“It was beautiful, it was decorated, the children were excited, the teachers were excited and I was excited to start a new stage in my life,” Harvey remembers.
“And then we heard during the day that Hurricane Ivan was on his way.”
Instead of enjoying a full first school day, Ann spent the afternoon packing up and securing the small schoolhouse in preparation for the Category 3 hurricane. But being so close to the water’s edge, Ann didn’t know what would become of the wooden structure.
“We knew we weren’t safe,” Ann said.
Ann and her niece spent the storm keeping an eye on the school from a corner of their front porch.
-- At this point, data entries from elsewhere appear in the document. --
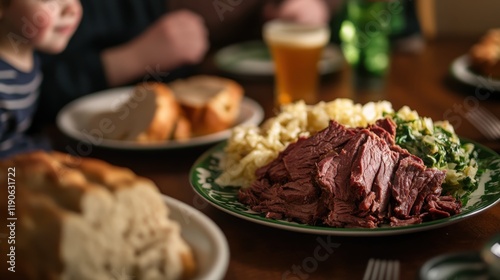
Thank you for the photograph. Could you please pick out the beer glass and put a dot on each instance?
(296, 50)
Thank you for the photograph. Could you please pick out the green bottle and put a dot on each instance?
(364, 35)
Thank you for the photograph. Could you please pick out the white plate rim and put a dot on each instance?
(251, 113)
(332, 60)
(214, 236)
(460, 69)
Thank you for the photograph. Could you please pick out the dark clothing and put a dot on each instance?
(78, 70)
(18, 100)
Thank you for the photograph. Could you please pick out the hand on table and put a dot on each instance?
(174, 40)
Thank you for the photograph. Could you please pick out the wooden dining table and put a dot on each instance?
(421, 81)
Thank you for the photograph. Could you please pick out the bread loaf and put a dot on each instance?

“We were so scared we would lose the roof because all around us roofs were flying off,” Ann said. “But I kept looking at this patch of mangroves behind the school and I saw that it was taking the brunt of the wind from the building. I was thinking that maybe the mangrove might be able to do something for us.”
Ann was able to breathe a sigh of relief after the winds died down. The mangroves had indeed protected her school from the high winds and waves. It had been kept completely safe.
“From that day I fell in love with the mangroves, and I’ve been a champion of the mangroves ever since,” Ann said.
Importance of Mangroves
Ann took her role as a champion of the mangroves very seriously.
“You can see that around the school we have a lot of new mangrove trees growing up because anytime I see someone going in there I stop them and tell them that they can’t cut the mangroves because they are important to us,” Ann said.
And mangroves don’t just offer protection from storms. They are also a spawning ground for fish, which is an important part of the local economy and provide livelihoods to many residents.
“In a lot of places where you have infrastructure that’s threatened, the first response is an engineering response,” says Ruth Blyther, the Conservancy’s Eastern Caribbean program director. “Your beach, your mangroves, your seagrass, your coral reefs, which are also capable of protecting you from the ocean, they provide with a lot of other services. They provide you with fish, sand to build your beaches, tourism and recreation.”
At the Water’s Edge
Ann is now working hard to protect not just the mangroves, but the whole environment of Union Island. In late 2011, Ann joined a Conservancy-sponsored program called At the Water’s Edge. This program brings together government and community leaders from Grenada to St. Vincent and the Grenadines to find natural solutions to address increasing coastal risks.
“At the Water’s Edge has provided us with a network so that we can work together, share ideas and do positive work to keep our environment safe.”
Ann plans to continue to be a leader in natural resource protection in her community.
“I plan to do much more work, starting with the young people of Union Island,” Ann said. “And I hope that our future is brighter with all these young people walking behind me and doing something to make our island a better island.”